Birth of the Office

Alderman Studios, Action Office, 1979, B/W Photograph, Courtesy of Herman Miller, Inc.

In 1958, the Herman Miller design company hired Robert Propst, a professor of art at the University of Colorado, to head the company’s new research wing. The company was aiming to expand beyond its traditional realm, furniture design, and into realms hitherto untouched by designers—agriculture, hospitals, schools—and Propst seemed an ideal candidate: though moonlighting as an arts academic, he was in fact an exuberantly, almost maniacally creative freelance intellectual, sculptor, theoretician. He “immediately began flooding us with ideas, concepts, and drawings ranging from agriculture to medicine,” Hugh DePree, who was Herman Miller’s president at the time, told John Berry, a historian of the design company. “It is interesting, though, that despite our mutual desire to explore other fields, the first project that attracted his continuing attention was the office.” Interesting, perhaps, but unsurprising. Propst, in his move from art and academia to corporate life, simply discovered what millions of Americans have discovered since—that anyone who works in an office spends an extraordinary amount of time thinking about the arrangement of offices.

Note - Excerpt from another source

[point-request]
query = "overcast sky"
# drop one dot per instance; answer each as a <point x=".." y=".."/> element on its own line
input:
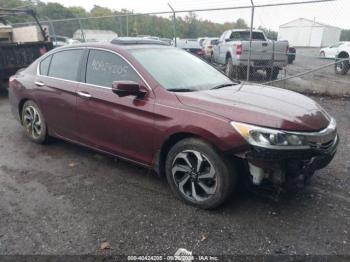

Propst found that he hated the rigid furniture Herman Miller gave him; he hated the static layout of the office in which he was supposed to invent dynamic concepts; and when in the next few years he began traveling the country, meeting with white-collar workers, designers, architects, mathematicians, and—crucially—social and behavioral psychologists, he found he was not alone. The postwar explosion of office work, in the newly great corporations of America—IBM, GE, Whirlpool—had created legions of employees with good benefits, relatively short working hours, abundant vacations. What is more, they were doing a different kind of work. “In the last fifty years,” Propst would later write, “in the most dramatic contrasts, activity has moved from tasks of rote to tasks of judgment.” Blue-collar workers organized, went on strikes, and were subjected to vicious state-sanctioned violence. White-collar workers, on the other hand, expecting to be promoted from within their organization, resisted unionization; each depended on himself to rise. Yet simmering below the surface, and bubbling up sometimes in the darker novels and plays of those years, something was definitely wrong.

“Today’s office is a wasteland,” Propst concluded. “It saps vitality, blocks talent, frustrates accomplishment. It is the daily scene of unfulfilled intentions and failed effort.” Worst of all, it was failing to keep up with the times. Human beings were performing new kinds of work, giving birth to new forms of socially sanctioned desires. “We are in an era of rising awareness of the importance of individuality,” Propst stressed, and the workplace needed to express this. Instead, bull-pen offices were the norm—vast caverns of undifferentiated desks, office workers bowed intently at the paper piles or rudimentary counting machines in front of them, encircled by a corridor of offices where management presided behind closed doors. At best, workers had two or three thin, waist-high partitions, which generated a poor semblance of privacy and individual space.